The man has a point. I haven’t had sex in eight months. I’m not even sure I remembered how to have sex. I mean, I vaguely remember the mechanics…. Something about a bathtub and an inflatable duck?...
Flash forward a few weeks and it turns out my promise to ‘never use Tinder’ is as good as my vow ‘never to single-handedly eat an entire 1 litre tub of ice-cream’.
For any woman who still has her Tinder virginity, let me sum the experience up for you.
The Tinder thought process:
- Your beard looks like you shaved all of your friend's pubes and stuck them to your face. Gross. Swipe left.
- Your beard is also gross. Swipe left.
- Why the hell are beards are thing? Swipe left.
- Were you drunk when you decided it was a good idea to get a tribal tramp-stamp tattoo? OMG I think it’s a tribal butterfly…. Swipe left.
- Hey, I know you… and your girlfriend! You dirty rat. I hope she finds out. Swipe left.
- You’re kind of cute… hang on… why are there so many pictures of you at a wedding on your Instagram account? Oh… wait…. You’re married. Swipe left.

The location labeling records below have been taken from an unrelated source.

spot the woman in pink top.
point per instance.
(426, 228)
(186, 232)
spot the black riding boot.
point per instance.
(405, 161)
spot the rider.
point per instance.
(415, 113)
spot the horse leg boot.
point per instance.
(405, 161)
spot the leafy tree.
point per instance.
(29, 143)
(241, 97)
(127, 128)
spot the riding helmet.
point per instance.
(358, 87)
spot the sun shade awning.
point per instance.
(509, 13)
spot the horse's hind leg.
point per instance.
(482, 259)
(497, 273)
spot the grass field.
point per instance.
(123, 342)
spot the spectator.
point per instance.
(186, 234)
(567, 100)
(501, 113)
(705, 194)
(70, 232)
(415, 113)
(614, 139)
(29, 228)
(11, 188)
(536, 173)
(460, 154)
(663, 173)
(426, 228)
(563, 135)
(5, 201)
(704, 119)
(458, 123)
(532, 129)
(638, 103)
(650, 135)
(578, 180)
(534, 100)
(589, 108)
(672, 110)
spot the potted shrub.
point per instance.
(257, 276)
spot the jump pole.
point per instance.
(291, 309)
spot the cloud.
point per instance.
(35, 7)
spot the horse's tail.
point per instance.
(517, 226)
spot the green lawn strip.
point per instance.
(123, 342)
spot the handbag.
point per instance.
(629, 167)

- That’s not you. That’s a photo of Liam Hemsworth. You are not Liam Hemsworth. Swipe left.
- Wearing a singlet that looks like it’s never been washed with your hat back the front while holding up a rum and coke can. Looks like you don’t need any help figuring out what women want. Swipe left.

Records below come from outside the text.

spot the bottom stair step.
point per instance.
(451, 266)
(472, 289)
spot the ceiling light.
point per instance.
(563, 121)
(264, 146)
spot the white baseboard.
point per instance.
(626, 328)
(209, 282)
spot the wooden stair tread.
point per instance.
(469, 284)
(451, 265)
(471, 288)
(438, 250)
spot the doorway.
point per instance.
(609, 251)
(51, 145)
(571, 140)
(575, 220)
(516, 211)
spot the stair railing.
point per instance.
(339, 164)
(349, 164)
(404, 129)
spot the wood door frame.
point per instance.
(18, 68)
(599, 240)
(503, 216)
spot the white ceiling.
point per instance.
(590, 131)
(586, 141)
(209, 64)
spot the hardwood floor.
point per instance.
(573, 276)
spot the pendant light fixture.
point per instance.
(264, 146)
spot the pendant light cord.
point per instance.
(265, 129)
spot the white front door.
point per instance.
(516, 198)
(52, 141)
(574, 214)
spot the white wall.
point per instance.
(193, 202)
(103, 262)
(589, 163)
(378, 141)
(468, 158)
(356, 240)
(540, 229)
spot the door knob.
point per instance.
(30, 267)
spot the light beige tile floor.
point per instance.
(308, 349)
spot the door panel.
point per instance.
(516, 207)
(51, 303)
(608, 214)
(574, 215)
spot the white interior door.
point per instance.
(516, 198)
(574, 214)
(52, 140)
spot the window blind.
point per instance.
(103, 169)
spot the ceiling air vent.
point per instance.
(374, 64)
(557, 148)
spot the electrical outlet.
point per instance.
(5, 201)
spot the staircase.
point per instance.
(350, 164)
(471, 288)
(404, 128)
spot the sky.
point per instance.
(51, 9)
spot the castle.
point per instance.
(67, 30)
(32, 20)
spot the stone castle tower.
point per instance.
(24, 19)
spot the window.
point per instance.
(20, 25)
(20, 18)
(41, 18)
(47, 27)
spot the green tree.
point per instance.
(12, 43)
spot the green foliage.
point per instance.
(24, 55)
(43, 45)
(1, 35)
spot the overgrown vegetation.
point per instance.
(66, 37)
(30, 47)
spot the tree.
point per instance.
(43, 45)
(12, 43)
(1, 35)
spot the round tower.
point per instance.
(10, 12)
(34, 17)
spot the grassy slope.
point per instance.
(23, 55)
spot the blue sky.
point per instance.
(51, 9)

- I wonder if there is any scientific proof of a correlation between increased ab definition and decreased brain activity. Swipe left… then again…. He does have nice abs. What the hell, it’s been eight months. Swipe right.
- Why the hell are your kids in your Tinder profile picture?!?! Swipe left.
- At what low point in a man’s life does turning to roids seems like a good idea? Swipe left.
- Haha this guy sounds funny… oh no wait… I think he’s being serious. Awkward. Swipe left.
- I don’t know what part of this picture makes me want to swipe left first. Is it the sunglasses inside? The VB can you’re toasting the ceiling fan with? The tribal tattoo on your pasty, roided-up arm? Or the spaghetti-string singlet you’re wearing to show off your nipples? I know…. swipe left.
- Hey, I know that guy from work! He’s even creepier on here… swipe left.
- Please, show me more photos of you taking a selfie while flexing your biceps in the gym bathroom mirror. Swipe left.
- There’s two men in this photo. I’m going to assume you’re the not-hot one. Swipe left.
- ‘Being inspired by the muse’ is not a job. Swipe left.
- Neither is eating organic tofu, surfing or going to yoga classes. Get a job! Also, swipe left.
- If the adjective bland had a human face, yours would be it. Swipe left.
-There is absolutely no way you are 28. Maybe two decades ago you were 28. Maybe your son is 28. But you most certainly are not, wrinkle face. Swipe left.
- You look familiar. I’m pretty sure I wrote an article about you breaching your AVO last week…. Swipe left.
- You look like a straight-out serial killer. Swipe left.
- I’m pretty sure that’s our Member for Parliament. Swipe left.
- Dad, what the hell are you doing on here?!?! (vomit in mouth).
(I didn’t personally experience all of the above using Tinder, however, I’m sure someone has so I decided to include them).